An ad hoc commission on constitutional reform set up by President Serzh Sarkisian on Monday stood by its view that Armenia must be transformed into a parliamentary republic with a largely ceremonial head of state.
The commission formally recommended a sharp reduction of presidential powers in a reform “concept” that was submitted to Sarkisian in October. It argued that the parliamentary form of governance involving a powerful prime minister would be more democratic and effective.
Sarkisian formally approved the 49-page document in March. Still, citing national security considerations, he voiced misgivings about the wisdom of the radical change envisaged by it.

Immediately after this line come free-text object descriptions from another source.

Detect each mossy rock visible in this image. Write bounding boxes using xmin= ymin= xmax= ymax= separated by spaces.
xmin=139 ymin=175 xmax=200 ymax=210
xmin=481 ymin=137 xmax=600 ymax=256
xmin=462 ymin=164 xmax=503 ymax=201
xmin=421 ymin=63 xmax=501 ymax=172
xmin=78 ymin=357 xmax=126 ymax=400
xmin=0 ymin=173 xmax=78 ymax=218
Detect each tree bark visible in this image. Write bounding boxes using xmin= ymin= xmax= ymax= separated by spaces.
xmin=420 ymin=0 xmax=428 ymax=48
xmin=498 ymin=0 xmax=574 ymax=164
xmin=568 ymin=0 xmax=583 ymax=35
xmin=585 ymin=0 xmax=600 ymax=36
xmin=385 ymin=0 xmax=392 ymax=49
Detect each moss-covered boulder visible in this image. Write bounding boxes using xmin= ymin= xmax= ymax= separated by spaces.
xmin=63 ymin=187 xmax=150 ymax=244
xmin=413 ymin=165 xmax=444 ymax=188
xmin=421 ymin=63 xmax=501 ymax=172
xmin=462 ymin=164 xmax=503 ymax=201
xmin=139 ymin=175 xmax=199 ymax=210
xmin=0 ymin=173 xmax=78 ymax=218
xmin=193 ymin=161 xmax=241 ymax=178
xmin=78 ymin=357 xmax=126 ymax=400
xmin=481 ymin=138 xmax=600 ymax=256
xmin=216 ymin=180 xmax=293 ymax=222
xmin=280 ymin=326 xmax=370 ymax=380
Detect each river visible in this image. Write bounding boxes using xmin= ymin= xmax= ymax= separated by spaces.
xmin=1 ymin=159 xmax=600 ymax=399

Senior representatives of the ruling Republican Party of Armenia (HHK) said afterwards that a less radical constitutional reform envisaging a “semi-presidential” system might also be an option.
According to Poghosian, a commission member, the body headed by Gagik Harutiunian, chairman of the Armenian Constitutional Court, continues to insist on Armenia’s transformation into a parliamentary republic.
“We are working on one draft, and depending on the nature of political consultations and proposals by political forces, certain modifications of the draft are possible,” said Poghosian. “I don’t even exclude that the draft will contain different alternatives.”
“I consider that very unlikely, though, because the commission has already arrived at an expert conclusion in favor of the parliamentary system,” he told RFE/RL’s Armenian service (Azatutyun.am).
Poghosian emphasized at the same time the fact that Sarkisian will have the final say on draft constitutional amendments that will be submitted to the Armenian parliament for approval before being put on a referendum.
Some senior HHK figures have said that the referendum will take place by the beginning of next year.
Most of Armenia’s main opposition parties represented in the National Assembly have rejected the reform. Two of them, the Armenian National Congress (HAK) and Zharangutyun party, claim that it is aimed at enabling Sarkisian to stay in power in a different capacity after completing his second and final presidential term in 2018.
Poghosian dismissed these claims, saying that Sarkisian could do that without amending the existing constitution. He argued that the constitution already gives significant powers to the prime minister and his cabinet.
In an apparent bid to allay opposition fears, Sarkisian declared a year ago that he will not become prime minister if Armenia is after all turned into a parliamentary republic. Some oppositionists and political analysts have suggested that he will aspire to the post of parliament speaker in 2018.